I am not sure exactly why this phrase grates on me so much. I am not uninterested in what the Bible says. And I believe that the Bible says things. Lots of things, as it turns out. The Bible makes pronouncements, but the Bible also tells stories, counts tribes of Israel, laments, and asks questions.
This particular sentence, I remember, was “The Bible says . . . that life begins at conception.” So, there’s that. I think that the phrase bothers me because it seems meant to end a discussion rather than to begin one.
The writer of this letter seems to say something similar when he tells Timothy that “all Scripture is inspired by God and is useful for teaching, for reproof, for correction, and for training in righteousness, so that the person of God may be proficient, equipped for every good work.”
This sounds like a rationale: this is why you should read the Bible. Because it’s useful. Because it’s good for you, like eating your vegetables. Because you will be trained in righteousness, and you will be equipped for every good work. The Bible will also correct you (which may or may not sound appealing to you).
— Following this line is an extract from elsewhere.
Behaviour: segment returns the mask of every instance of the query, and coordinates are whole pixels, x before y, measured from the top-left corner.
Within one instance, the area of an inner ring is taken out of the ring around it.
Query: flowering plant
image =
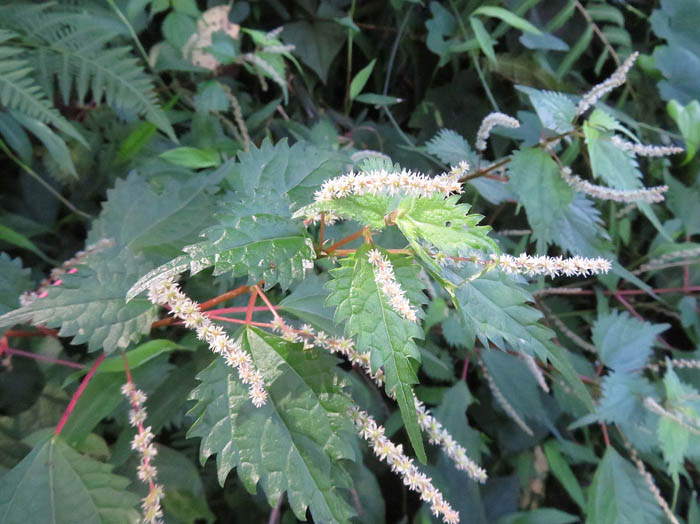
[[[347,17],[322,2],[311,23],[304,2],[290,14],[274,2],[200,12],[153,1],[148,24],[143,2],[108,3],[109,15],[8,9],[0,31],[6,56],[22,57],[13,74],[36,69],[38,83],[23,82],[32,96],[46,90],[16,107],[0,93],[7,158],[49,188],[52,166],[94,169],[105,191],[47,193],[68,210],[55,227],[75,235],[69,252],[45,255],[0,227],[38,257],[30,273],[0,255],[0,388],[16,402],[0,413],[0,449],[12,450],[0,457],[3,522],[698,515],[700,359],[686,348],[700,342],[698,189],[676,175],[697,167],[700,138],[691,103],[669,106],[681,135],[637,121],[627,97],[638,102],[639,76],[662,72],[608,41],[599,24],[619,9],[573,2],[551,17],[536,2],[517,13],[392,2],[392,53],[410,56],[399,44],[412,35],[434,57],[431,82],[448,63],[469,67],[493,106],[453,118],[436,84],[399,123],[387,94],[395,55],[381,95],[365,92],[376,62],[352,65],[367,45],[355,37],[373,26],[355,2]],[[555,32],[574,12],[605,50],[581,65],[602,78],[592,87],[570,71],[586,41],[569,49],[532,22],[550,16]],[[139,35],[160,13],[163,40],[147,52]],[[662,7],[652,24],[671,47],[674,13]],[[276,17],[282,28],[263,27]],[[85,20],[120,29],[81,44],[96,38]],[[322,117],[324,83],[342,84],[329,74],[341,27],[345,95],[328,100],[343,113]],[[541,72],[560,62],[559,80],[573,83],[497,80],[504,31],[522,33]],[[143,68],[122,60],[127,36]],[[66,71],[42,62],[49,52],[65,55]],[[396,67],[407,74],[407,63]],[[112,82],[104,94],[100,75]],[[471,85],[458,77],[450,89]],[[89,84],[101,109],[72,108],[88,113],[73,128],[54,83],[67,106]],[[126,122],[105,131],[102,109]],[[26,151],[25,128],[45,156]],[[78,154],[81,133],[99,142],[100,162]]]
All well and good, but I long for a fuller list. All Scripture is inspired by God—and is useful—for: What do you think? For getting to know your ancestors, for dreaming about the future, for asking better questions. All scripture is inspired by God and useful for encountering God. Here useful seems to be a pale word to use.
The Bible says a lot of things, that is for sure. But I want it to be more than useful. I want it to be a door into another world. I want it to be stars to reach for, a secret revealed. Not just good for you, like vegetables, but a seven-course meal, including dessert.